S. Africa to US: 'Let's start afresh'

Powerful forces in the South African government seem to be continuing to expect a completely overhauled, closer relationship with the United States and the Reagan administration.

South Africa responded with delight to the election of Ronald Reagan as President, perceiving him as far more sympathetic to the country and its strongly anticommunist stand than was President Carter.

In its desire to put its previously strained relations on a better footing, South Africa is pushing to get rid of as many leftovers as possible from the previous Carter administration -- including the present US ambassador to South Africa, William B. Edmondson.

"There is no point in Mr.

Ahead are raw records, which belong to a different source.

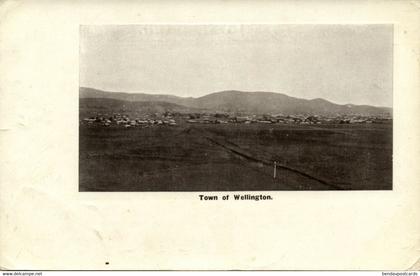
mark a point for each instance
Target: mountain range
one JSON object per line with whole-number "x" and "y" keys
{"x": 226, "y": 101}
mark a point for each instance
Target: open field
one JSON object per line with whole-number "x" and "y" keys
{"x": 235, "y": 157}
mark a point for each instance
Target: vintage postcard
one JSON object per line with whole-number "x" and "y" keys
{"x": 235, "y": 107}
{"x": 209, "y": 135}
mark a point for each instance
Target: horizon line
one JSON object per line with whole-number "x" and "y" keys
{"x": 242, "y": 91}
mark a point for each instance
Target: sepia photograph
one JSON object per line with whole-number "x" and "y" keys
{"x": 258, "y": 107}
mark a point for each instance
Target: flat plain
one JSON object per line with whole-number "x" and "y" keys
{"x": 235, "y": 157}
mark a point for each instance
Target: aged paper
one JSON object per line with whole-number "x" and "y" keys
{"x": 48, "y": 222}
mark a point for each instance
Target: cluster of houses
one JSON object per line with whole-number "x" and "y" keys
{"x": 125, "y": 121}
{"x": 171, "y": 119}
{"x": 289, "y": 119}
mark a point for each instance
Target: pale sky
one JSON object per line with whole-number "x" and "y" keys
{"x": 340, "y": 63}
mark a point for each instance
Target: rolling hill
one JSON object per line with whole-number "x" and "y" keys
{"x": 236, "y": 101}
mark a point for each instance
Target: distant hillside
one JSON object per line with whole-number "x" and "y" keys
{"x": 85, "y": 92}
{"x": 89, "y": 106}
{"x": 238, "y": 101}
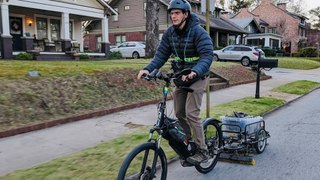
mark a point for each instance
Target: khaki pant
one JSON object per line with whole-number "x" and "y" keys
{"x": 187, "y": 110}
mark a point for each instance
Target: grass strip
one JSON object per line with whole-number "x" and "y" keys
{"x": 104, "y": 160}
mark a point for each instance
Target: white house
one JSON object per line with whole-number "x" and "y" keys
{"x": 49, "y": 25}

Edmondson filling his post in South Africa much longer," concluded an editorial this week in Die Burger, a government-supporting , Afrikaans newspaper.

Die Burger, generally regarded as a mouthpiece for South African Prime Minister Pieter W. Botha, referred rather bitterly to the chilly relations between South Africa and the United States during the Carter administration. It said that Edmondson was appointed at a time when the Carter administration regarded it as "high fashion to get at South Africa at every possible, or even impossible, opportunity."

It added that various incidents (meaning some outspoken statements by Mr. Edmondson about the constitutional treatment of blacks, for one) had reduced the ambassador's ability to maintain friendly relations with South Africa "to freezing point."

Some of the country's Afrikaans government-supporting newspapers are now openly gloating about leaked information that Edmondson -- a "Carter man" -- was excluded from important and recently concluded talks on Namibia (South- West Africa) between US Deputy Secretary of State William Clark and high South African government and Namibian representatives.

According to Die Burger, this strengthened the impression that even "highly placed Americans" did not estimate that Edmondson's presence in South Africa was conducive to "normalizing relations between the two countries, as both are striving to do."

The South African government has not even been put out by statements by Chester Crocker, United States Assistant Secretary of State for African Affairs, that the United States "will not permit its energies, time, and credebility to be frittered away on a drawn-out and fruitless diplomatic charade in Southern Africa" involving Namibia.

A South African Foreign Affairs Department spokesman merely indicated the government regarded Mr. Crocker's statement as "realistic and positive," adding: "We do not see the statement as implying anything is expected from South Africa's side before the United States administration finally decides by the end of June whether to continue its attempts at a settlement."

He did not make much of Mr. Crocker's announcement that the US is negotiating closer military ties with South Africa, including the exchange of military attaches and training the Coast Guard. He suggested this could amount to little more than returning to the position two years ago, before the South African government accused the US of using a camera mounted in the US Embassy's aircraft here to photograph military installations.

Clearly South Africa snapped up its opportunity during last week's visit here by Mr. Clark not only to talk about the future of Namibia but also, and perhaps especially, to emphasize South Africa's own importance to the West, specifically to the United States.

This is based on the country's mineral wealth -- its supplies for example of platinum, manganese, vanadium, chrome, and cobalt -- and its strategic position at the tip of the African continent.

The South African government is also vehemently anticommunist.